Teen Librarian Toolbox
Inside Teen Librarian Toolbox

Book Review: Second Chance Summer by Morgan Matson

Although I am a weeper by nature, I am not a book weeper. The last book that really left me sobbing what If I Stay by Gayle Forman, until last week.  True story: although I adored The Fault in Our Stars by John Green, I didn’t really cry when I finished it.  Then, I read two books in a row that made me sob.  The first was Waiting by Carol Lynch William.  And the second was Second Chance Summer by Morgan Matson.  I sobbed through the last 30 pages of this book. But it was the sobbing that comes from just reading a really good story and being a satisfied reader as you close the back cover.

Taylor Edwards family sets out to spend one last summer with their father who has been given 3 months to live; maybe less and maybe more, but basically 3 months.  So the family sets off for their summer home that they haven’t visited in more than 5 years.  This is the last place that Taylor wants to be because of what happened that last summer.  From the outset, it looks like this will be the worst summer ever.  But summers always have a way of surprising you.

Taylor is a runner.  No, not an athlete.  She runs away when things get hard.  She runs away from herself, her emotions.  But this time, there is no running away.  Sure, she tries. But sometimes in life all you can do is hunker down and face the music.  Second Chance Summer is about facing the music and allowing it to change you. 

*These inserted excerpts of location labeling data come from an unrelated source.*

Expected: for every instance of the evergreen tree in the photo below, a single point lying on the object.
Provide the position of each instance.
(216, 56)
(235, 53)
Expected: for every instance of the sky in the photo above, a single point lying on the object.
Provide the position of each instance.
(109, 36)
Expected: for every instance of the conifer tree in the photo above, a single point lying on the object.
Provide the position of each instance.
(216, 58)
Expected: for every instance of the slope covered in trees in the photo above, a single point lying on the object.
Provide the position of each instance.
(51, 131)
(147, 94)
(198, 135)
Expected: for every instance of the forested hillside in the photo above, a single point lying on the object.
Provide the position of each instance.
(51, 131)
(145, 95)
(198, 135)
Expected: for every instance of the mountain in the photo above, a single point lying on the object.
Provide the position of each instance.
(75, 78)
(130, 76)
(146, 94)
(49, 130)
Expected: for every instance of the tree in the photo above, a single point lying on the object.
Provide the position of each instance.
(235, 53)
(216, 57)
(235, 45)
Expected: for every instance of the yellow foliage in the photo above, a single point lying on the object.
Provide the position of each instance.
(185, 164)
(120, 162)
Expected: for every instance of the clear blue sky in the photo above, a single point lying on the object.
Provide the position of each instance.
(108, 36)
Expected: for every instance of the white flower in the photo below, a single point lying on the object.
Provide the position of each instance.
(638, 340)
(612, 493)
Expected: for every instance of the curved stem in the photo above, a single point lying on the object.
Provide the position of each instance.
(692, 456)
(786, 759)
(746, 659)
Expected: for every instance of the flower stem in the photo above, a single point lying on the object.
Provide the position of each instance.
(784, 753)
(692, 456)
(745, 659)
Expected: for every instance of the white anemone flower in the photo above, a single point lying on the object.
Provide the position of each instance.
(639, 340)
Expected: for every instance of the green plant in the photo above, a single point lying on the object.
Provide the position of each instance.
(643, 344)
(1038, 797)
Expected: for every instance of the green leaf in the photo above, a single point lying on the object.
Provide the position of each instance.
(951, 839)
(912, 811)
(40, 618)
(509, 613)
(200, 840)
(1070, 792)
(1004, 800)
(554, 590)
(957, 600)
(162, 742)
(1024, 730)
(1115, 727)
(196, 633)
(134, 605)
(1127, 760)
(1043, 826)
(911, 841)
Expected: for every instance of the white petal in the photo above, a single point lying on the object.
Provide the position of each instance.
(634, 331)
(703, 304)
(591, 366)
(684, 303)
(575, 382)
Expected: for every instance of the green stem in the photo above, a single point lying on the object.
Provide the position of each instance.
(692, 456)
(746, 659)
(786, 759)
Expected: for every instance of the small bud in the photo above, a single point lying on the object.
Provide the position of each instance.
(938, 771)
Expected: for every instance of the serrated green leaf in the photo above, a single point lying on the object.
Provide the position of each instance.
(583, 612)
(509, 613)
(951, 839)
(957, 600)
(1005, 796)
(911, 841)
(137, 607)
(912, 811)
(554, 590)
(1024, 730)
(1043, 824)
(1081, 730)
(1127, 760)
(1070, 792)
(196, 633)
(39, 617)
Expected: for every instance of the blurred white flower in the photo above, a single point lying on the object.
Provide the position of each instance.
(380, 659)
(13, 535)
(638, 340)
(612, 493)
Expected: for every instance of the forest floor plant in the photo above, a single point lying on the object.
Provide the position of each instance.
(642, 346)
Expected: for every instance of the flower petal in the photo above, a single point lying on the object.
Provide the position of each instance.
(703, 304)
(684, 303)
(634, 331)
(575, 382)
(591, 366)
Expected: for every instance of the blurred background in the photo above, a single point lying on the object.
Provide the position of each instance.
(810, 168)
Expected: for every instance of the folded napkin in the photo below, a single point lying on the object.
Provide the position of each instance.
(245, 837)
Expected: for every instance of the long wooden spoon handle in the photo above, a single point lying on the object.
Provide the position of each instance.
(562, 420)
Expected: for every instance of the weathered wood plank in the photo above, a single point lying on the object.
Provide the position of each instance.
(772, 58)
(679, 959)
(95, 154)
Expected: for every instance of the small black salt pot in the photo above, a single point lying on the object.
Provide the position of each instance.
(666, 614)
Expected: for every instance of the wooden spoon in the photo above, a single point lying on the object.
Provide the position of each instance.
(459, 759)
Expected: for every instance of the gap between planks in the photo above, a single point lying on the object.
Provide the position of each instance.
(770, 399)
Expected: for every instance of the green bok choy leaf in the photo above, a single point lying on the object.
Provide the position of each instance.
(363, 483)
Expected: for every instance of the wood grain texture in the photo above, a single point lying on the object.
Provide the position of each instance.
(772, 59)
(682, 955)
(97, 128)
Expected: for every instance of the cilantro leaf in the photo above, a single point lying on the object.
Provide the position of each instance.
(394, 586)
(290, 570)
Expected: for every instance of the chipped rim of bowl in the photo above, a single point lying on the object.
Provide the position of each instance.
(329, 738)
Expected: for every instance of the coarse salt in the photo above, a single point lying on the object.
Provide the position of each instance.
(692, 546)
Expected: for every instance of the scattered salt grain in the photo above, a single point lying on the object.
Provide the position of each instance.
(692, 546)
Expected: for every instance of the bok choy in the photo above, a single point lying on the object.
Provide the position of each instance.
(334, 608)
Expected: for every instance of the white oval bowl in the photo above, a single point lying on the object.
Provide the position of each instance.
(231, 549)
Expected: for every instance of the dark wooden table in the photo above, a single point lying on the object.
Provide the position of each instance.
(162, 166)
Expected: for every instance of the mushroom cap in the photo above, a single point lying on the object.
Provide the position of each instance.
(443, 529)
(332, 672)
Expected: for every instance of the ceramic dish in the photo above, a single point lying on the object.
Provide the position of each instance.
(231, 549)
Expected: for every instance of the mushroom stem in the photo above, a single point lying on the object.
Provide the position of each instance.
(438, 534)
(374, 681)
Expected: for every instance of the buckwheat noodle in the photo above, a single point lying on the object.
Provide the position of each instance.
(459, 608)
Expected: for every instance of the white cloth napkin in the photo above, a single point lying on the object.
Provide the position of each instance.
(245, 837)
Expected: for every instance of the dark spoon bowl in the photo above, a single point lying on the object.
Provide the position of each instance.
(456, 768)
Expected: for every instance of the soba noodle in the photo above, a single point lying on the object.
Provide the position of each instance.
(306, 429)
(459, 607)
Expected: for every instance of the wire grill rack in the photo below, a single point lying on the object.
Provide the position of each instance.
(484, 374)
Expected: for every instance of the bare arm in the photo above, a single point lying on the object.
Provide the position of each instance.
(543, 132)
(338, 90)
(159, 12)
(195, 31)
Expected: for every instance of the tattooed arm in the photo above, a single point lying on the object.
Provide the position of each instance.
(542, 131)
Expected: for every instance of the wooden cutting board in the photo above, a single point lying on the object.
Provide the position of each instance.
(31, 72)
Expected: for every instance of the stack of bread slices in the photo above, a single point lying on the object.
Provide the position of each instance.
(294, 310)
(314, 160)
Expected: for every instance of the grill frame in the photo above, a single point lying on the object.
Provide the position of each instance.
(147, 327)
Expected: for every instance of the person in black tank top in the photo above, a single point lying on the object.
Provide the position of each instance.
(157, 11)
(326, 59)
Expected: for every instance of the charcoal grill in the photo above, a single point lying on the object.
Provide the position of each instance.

Full disclosure, I met the man who would be my father in law exactly once.  At that time, he was already in the midst of dying from cancer.  The Mr. was in his teens when his father was diagnosed.  I have seen a family wading through those troubled end of life waters and Second Chance Summer rings true.  Each person responds in different ways, just like in real life.  There is the atmosphere of loss hanging over every page, even as everyone tries to go about their “normal” lives and ignore the elephant in the room. As I read SCS, I felt .that there was an honesty and a sincerity in dealing with loss that would touch the core of any reader.  For teens with experience, SCS could be that type of cathartic read where their life story is affirmed.  For teens without experience, SCS is the magical type of storytelling that genuinely lets you walk in the footsteps of another and get a glimpse into a life that is touched by the looming certainty of death.  But even with that looming certainty, SCS still finds a way to be a magical summer read that captures those moments when the summer sun shimmers brightly in the water. For me, this is part of what makes Second Chance Summer such a beautiful read: in the end Matson is telling a story about opening yourself up to the painful moments in life because in order to truly feel life, you must feel all of it.

Like in If I Stay, the Edwards family is basically a healthy family, which I appreciate tremendously as it is so rare in teen lit.  Taylor spends the summer soaking up last minutes with her father with new routines and rituals. Her moments with her father and their relationship are poignant moments that remind us all not to take life for granted.  Each family members struggles in their own way to deal with who they are and what is happening to them.  In many ways, Taylor’s relationship with her dad was the best part of this story, but it is not the only part.

But Second Chance Summer is not just about Taylor and her dad, it is about THAT summer and a boy named Henry and a former best friend named Lucy.  They were 12 when it all happened.  And as the summer unfolds you learn the details of that summer and see all three characters learn to give each other second chances.  Sometimes even third and fourth ones.

Second Chance Summer has the feel of summer; it catches the tone perfectly.  There is of course a melancholy that hangs over the pages, but it also captures those moments where you rush off to meet the boy of your dreams on the dock and send secret codes to your best friend.  It reminds us that even in the midst of death, life still finds a way to carry on – even when we think it shouldn’t.  Ultimately, SCS is a touching portrait of relationships; how they ebb and flow and how they sometimes need second chances.  This is a title full of rich character development and touching truths that make their point without being overly dark or cynical. Matson somehow manages to create a book that has a summer lightness about it while still ending in a way that will always result in tears.  In fact, part of the reason you cry is that you come to care about Taylor and her father so much and that is a gift that comes from good storytelling.  4 out of 5 stars.

Morgan Matson is the author of Amy and Roger’s Epic Detour (which just appeared on Stephanie’s list of Top 10 Books About Music).